CAPÍTULO 17 - Nicole

Eu e Sophie voltávamos da aula no dia seguinte quando tudo ficou escuro ao meu redor. Seu rosto, antes claro e ao lado do meu, já não podia ser avistado. Fui tomada por um intenso torpor que fez com que eu ficasse fora de mim por alguns instantes. Caí no chão, mas não foi Sophie quem me ajudou a levantar. Não recebi ajuda, na verdade. Fui praticamente forçada a ficar de joelhos.
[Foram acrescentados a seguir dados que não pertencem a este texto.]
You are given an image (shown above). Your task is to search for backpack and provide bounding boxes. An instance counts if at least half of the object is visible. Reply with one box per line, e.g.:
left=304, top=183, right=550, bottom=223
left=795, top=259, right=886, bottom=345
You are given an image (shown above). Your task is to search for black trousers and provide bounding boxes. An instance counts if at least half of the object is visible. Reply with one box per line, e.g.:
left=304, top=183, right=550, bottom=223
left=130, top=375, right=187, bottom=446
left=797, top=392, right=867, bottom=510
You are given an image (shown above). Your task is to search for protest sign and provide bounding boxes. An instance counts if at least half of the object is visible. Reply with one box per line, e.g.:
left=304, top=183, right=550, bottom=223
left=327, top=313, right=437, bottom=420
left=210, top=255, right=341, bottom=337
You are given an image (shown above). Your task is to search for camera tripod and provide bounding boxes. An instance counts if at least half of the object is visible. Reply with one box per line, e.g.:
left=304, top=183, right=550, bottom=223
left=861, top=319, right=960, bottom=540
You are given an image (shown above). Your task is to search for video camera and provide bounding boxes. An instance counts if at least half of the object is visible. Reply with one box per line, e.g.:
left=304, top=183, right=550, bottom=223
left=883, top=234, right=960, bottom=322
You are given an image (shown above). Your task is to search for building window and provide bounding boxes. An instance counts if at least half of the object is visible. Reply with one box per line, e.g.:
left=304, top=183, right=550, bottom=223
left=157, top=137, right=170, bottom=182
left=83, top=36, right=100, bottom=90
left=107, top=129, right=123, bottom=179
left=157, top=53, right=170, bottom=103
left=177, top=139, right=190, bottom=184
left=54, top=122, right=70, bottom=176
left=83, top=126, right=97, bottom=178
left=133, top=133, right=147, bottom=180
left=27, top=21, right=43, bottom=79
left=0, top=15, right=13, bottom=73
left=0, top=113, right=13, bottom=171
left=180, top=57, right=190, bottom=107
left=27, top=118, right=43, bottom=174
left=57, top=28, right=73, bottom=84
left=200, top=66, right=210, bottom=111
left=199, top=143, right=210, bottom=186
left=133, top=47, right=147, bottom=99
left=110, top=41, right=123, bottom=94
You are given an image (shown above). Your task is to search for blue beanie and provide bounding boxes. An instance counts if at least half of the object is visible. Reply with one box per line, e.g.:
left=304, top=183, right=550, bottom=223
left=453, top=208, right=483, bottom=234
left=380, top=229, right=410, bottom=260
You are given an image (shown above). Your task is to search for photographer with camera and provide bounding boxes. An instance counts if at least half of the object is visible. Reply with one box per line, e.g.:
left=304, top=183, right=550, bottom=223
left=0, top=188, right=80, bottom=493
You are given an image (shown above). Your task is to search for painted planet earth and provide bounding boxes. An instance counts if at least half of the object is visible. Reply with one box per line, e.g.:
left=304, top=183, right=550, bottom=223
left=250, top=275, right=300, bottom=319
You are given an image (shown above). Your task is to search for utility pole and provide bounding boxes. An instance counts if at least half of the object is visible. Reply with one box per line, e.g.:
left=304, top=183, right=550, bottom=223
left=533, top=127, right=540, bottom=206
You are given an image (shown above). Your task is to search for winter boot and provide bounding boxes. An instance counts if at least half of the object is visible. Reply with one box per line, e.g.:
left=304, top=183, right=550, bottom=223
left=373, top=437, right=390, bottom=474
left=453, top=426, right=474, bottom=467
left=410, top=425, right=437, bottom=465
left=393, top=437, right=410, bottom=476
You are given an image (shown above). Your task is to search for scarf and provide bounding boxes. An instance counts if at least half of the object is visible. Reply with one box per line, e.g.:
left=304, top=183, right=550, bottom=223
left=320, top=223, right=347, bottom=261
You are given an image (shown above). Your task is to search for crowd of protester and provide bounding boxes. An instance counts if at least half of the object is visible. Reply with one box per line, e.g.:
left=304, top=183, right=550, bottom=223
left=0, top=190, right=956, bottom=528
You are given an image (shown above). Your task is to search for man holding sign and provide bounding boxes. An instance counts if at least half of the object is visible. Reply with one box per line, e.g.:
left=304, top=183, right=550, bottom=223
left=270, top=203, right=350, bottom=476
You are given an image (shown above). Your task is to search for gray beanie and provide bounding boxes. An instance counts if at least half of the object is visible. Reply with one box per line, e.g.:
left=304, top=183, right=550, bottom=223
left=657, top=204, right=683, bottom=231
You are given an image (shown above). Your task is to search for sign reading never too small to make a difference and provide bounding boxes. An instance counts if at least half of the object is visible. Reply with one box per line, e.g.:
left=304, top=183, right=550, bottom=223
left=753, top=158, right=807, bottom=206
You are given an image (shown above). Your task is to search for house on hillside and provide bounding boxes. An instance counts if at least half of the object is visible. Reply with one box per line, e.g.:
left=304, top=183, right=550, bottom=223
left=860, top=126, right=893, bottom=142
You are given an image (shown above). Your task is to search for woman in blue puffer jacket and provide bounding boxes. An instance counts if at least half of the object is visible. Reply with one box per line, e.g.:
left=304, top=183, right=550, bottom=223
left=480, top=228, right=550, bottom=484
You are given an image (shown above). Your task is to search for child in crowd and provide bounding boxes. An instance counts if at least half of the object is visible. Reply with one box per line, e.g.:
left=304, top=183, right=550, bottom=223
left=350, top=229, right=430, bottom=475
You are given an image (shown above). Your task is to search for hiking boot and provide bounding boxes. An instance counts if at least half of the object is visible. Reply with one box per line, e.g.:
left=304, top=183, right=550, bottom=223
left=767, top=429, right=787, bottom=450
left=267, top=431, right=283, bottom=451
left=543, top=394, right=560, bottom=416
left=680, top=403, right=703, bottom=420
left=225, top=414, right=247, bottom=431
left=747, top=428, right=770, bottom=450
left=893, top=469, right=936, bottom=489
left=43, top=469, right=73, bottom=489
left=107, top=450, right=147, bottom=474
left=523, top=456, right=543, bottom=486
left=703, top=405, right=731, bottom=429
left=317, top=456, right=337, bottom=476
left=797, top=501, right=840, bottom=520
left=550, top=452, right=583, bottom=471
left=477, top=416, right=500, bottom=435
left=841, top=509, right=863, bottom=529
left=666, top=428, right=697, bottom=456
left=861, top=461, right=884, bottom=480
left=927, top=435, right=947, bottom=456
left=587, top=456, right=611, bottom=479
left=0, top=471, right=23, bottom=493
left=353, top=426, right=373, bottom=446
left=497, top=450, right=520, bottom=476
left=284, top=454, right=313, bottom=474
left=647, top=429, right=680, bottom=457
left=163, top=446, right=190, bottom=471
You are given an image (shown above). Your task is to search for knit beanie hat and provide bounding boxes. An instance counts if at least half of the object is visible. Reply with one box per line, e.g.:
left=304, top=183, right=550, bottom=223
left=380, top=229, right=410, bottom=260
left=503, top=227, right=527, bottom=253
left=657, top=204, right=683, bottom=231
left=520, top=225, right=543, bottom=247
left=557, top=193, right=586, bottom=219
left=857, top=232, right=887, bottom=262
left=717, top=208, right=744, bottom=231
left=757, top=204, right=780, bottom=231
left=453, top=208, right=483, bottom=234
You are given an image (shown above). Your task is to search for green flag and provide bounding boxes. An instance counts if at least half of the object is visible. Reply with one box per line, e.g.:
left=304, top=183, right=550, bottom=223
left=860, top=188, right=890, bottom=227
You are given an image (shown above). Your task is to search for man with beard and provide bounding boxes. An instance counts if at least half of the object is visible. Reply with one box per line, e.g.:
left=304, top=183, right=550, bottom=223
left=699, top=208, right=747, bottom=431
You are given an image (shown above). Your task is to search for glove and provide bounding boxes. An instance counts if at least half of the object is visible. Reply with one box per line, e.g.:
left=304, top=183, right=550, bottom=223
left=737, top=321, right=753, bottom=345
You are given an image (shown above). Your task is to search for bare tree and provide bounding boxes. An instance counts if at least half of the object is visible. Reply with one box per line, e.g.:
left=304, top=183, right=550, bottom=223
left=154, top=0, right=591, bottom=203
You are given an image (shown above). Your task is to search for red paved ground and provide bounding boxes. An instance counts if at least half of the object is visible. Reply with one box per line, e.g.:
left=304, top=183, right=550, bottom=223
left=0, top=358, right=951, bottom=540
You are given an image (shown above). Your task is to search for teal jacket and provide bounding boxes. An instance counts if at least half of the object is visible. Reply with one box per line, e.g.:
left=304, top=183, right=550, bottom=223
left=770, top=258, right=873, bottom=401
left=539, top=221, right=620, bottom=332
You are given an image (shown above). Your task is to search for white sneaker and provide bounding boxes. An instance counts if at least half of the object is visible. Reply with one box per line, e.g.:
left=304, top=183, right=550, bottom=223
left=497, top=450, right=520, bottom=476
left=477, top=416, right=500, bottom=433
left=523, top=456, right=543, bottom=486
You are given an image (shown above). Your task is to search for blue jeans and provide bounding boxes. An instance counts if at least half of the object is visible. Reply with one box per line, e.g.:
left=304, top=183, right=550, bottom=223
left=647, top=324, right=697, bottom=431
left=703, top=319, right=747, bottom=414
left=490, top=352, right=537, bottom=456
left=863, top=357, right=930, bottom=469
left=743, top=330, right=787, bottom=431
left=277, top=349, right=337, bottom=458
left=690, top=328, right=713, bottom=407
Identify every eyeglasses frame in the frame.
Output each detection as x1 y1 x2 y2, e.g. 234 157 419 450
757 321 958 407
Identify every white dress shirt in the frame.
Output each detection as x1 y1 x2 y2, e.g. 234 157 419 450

- Demonstre respeito à nossa rainha. – Uma voz masculina e rouca exclamou enquanto quatro outras mãos me agarravam, duas em cada braço, e obrigavam-me a ficar de joelhos. Ainda me sentia meio tonta, mas tinha noção do que acontecia ao meu redor.
A minha frente, uma mulher encontrava-se sentada em uma espécie de trono. Seus cabelos eram tão escuros quanto a noite e seus olhos negros como ébano. Ela aparentava, mas eu tinha certeza de que não era humana. Era fria. Intensa.
Do seu lado direito, estava ela. A garota que causara tudo isso. Bem, eu causara tudo isso. Mas era ela quem estava ali. E ao perceber isso, tive certeza de quem estava em frente a mim.
Eram Hollie e Lilith.
Hollie usava um vestido preto e a mulher ao seu lado vestia vermelho. Ambas mantinham um olhar soberbo.
- Obrigada por lembrar à nossa convidada de que deve se portar assim, Karev. – Lilith sorriu friamente para alguém atrás de mim que eu não conseguia ver. Sabia que era o mesmo homem ou demônio que havia falado comigo antes, de quem quer que fosse aquela voz. Ele matara minha irmã.
Tornei a desafiá-la dirigindo meu olhar diretamente aos seus olhos.
- O que estou fazendo aqui? – Questionei. Ela não parecia surpresa.
- Sempre tentando burlar as leis. Pobrezinha. Ainda não entendeu. Mas vou poupá-la de qualquer sofrimento até que sua hora tenha chegado de fato. – Começou ela. – Então, quer saber por que está aqui.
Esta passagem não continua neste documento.